I wrote the script for that film — so Bouyeri pinned a note to Theo’s chest when he killed him, declaring that I would be next.
During his trial, Bouyeri said very little. But what he did say chilled everyone present. He declared he was not sorry for Theo’s murder; that he would do it again. As Geraldine Coughlan, who covered the trial for the BBC, recalled: “There was total shock in the courtroom. Some people were actually standing up because they couldn’t believe what he was saying. It was really without emotion.”
Bouyeri was a pure, cold-hearted killer, radicalised to believe a narrative that anyone who disparages Islam or the Prophet must die. Over the past week, I have repeatedly thought back to that trial, and Bouyeri’s unswerving belief in his Islamist worldview. For it seems to me that, sixteen years later, his need to shape the world within a narrative has found an unlikely new following here in the West.

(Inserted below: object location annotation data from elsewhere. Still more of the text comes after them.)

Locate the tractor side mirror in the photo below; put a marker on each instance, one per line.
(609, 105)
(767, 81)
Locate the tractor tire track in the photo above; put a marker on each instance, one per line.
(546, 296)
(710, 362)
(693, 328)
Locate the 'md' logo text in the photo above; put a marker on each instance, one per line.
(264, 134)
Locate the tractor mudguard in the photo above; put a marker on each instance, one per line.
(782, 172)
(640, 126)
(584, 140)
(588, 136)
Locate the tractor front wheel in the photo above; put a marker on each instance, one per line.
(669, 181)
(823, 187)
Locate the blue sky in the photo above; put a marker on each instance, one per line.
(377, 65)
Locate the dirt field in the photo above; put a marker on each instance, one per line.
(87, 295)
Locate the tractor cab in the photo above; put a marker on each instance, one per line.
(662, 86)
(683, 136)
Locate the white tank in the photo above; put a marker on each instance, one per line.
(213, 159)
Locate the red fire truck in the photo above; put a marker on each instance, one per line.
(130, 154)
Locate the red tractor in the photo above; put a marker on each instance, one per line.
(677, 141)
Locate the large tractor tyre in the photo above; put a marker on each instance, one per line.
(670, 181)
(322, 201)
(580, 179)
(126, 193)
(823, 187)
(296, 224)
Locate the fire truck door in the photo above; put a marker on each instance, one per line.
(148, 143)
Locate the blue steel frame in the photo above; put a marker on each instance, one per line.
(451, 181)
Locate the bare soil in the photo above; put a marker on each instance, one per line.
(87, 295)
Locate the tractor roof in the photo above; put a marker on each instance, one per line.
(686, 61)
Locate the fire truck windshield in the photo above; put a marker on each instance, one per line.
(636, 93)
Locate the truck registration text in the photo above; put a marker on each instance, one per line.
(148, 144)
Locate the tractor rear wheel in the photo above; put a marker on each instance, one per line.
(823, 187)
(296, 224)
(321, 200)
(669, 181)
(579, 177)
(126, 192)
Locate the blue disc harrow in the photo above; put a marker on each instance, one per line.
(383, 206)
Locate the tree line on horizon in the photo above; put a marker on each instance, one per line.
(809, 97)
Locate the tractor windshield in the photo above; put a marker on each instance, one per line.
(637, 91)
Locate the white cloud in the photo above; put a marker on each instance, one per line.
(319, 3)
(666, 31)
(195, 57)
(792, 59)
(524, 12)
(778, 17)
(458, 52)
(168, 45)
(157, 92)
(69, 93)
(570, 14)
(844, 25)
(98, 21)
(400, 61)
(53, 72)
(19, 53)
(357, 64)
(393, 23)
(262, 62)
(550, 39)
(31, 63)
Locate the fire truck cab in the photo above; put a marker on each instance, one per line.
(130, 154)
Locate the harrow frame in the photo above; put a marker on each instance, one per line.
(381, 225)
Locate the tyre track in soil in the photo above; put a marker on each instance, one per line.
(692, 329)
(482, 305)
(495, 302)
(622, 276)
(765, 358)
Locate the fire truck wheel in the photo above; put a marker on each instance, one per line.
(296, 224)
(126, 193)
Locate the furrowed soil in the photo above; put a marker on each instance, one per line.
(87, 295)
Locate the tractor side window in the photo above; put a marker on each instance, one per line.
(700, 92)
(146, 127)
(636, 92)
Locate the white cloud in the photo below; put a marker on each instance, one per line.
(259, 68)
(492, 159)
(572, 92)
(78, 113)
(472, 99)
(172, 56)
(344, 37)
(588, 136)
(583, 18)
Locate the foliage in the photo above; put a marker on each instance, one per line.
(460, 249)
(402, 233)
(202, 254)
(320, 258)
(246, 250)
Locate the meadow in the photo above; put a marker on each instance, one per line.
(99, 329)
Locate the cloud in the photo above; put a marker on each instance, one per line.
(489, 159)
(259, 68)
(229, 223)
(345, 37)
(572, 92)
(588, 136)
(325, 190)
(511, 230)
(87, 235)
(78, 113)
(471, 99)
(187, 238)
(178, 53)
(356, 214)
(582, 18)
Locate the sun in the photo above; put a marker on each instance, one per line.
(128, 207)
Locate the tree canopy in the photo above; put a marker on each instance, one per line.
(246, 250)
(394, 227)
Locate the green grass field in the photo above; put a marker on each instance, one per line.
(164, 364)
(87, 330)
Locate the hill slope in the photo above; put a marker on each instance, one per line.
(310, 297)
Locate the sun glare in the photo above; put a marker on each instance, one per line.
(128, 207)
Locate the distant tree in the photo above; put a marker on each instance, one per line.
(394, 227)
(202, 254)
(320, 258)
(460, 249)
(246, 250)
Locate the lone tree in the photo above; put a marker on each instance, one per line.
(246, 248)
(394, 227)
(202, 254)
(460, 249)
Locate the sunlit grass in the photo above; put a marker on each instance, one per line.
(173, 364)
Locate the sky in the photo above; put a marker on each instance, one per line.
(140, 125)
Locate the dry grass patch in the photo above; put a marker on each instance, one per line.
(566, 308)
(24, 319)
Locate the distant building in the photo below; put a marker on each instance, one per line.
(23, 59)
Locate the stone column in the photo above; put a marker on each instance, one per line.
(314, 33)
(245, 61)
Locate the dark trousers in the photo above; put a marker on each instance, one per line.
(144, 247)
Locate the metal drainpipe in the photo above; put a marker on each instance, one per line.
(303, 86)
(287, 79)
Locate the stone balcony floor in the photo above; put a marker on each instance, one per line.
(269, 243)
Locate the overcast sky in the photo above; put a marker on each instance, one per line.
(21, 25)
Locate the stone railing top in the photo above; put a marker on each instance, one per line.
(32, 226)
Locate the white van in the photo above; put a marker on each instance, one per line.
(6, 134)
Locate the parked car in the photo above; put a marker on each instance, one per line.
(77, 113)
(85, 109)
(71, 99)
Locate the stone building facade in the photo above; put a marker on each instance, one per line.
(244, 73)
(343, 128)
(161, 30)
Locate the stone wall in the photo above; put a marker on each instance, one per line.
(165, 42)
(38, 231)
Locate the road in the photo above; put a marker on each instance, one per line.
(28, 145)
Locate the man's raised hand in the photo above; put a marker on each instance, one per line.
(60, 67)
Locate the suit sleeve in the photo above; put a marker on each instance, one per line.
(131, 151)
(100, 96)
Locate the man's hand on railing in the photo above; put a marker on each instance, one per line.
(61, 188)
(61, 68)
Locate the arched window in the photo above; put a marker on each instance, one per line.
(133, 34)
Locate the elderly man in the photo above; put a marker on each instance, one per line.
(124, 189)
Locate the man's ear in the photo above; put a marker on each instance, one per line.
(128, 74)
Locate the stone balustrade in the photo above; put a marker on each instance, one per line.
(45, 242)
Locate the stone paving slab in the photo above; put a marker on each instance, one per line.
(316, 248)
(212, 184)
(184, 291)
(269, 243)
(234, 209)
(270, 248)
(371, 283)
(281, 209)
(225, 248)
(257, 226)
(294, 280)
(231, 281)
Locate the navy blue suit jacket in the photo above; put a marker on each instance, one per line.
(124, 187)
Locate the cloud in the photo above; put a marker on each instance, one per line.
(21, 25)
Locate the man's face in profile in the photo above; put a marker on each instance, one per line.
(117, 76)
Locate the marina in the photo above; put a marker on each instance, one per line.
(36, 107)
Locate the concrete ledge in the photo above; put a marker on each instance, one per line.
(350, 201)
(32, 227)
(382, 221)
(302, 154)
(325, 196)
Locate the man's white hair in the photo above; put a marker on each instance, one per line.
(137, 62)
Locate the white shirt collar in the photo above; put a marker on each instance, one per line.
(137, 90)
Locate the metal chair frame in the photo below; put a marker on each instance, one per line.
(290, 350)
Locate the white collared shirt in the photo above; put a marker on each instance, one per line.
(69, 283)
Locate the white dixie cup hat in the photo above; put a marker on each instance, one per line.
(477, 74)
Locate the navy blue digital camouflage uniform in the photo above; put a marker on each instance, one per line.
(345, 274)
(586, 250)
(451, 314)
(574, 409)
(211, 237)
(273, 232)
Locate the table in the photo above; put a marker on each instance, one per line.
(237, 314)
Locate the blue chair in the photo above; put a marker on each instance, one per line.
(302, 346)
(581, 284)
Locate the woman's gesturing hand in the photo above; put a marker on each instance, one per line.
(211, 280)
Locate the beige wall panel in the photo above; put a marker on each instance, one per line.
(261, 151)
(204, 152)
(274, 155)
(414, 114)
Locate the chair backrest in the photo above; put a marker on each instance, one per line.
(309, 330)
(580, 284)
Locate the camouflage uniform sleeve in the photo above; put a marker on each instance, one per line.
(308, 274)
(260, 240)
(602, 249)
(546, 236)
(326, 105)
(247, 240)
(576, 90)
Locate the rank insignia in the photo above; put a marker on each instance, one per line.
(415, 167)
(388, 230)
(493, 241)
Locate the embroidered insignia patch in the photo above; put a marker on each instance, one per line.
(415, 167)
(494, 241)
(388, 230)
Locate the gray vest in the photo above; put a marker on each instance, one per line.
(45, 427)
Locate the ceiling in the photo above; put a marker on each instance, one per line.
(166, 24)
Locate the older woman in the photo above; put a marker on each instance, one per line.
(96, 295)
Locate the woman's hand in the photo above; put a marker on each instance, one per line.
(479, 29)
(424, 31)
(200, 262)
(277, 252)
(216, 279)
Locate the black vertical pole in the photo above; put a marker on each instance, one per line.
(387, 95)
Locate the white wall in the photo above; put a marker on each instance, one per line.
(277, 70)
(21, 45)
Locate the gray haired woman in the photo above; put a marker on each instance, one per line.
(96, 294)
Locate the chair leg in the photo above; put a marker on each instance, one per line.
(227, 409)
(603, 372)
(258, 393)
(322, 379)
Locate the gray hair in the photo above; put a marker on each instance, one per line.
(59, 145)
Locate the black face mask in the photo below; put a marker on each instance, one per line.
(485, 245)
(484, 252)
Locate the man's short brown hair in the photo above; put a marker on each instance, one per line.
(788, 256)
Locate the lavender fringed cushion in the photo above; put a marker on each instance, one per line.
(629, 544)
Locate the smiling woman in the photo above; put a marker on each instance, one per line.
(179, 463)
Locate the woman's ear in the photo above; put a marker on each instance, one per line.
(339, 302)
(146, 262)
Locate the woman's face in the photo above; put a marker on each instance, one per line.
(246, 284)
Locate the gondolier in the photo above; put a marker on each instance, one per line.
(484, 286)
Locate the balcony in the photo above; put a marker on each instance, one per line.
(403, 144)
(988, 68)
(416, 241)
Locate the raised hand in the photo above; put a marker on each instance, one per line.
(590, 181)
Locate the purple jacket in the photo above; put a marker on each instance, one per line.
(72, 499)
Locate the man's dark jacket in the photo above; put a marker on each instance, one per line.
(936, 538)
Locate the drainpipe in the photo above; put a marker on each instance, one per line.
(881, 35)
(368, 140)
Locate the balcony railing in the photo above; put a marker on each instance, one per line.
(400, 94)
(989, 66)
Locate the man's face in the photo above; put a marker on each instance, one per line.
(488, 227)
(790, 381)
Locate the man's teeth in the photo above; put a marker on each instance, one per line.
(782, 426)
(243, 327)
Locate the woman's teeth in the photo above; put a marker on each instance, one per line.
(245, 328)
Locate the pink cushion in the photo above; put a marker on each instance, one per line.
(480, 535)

Of all the narratives competing for our attention, there is none as volatile as the one that tells the story of Israel-Palestine. Indeed, there is no other conflict in the world that manages to combine all the highly charged story-lines of our time: the narrative of the oppressor versus the oppressed, of the coloniser versus the colonised, of the genocide perpetrator and system of supremacy.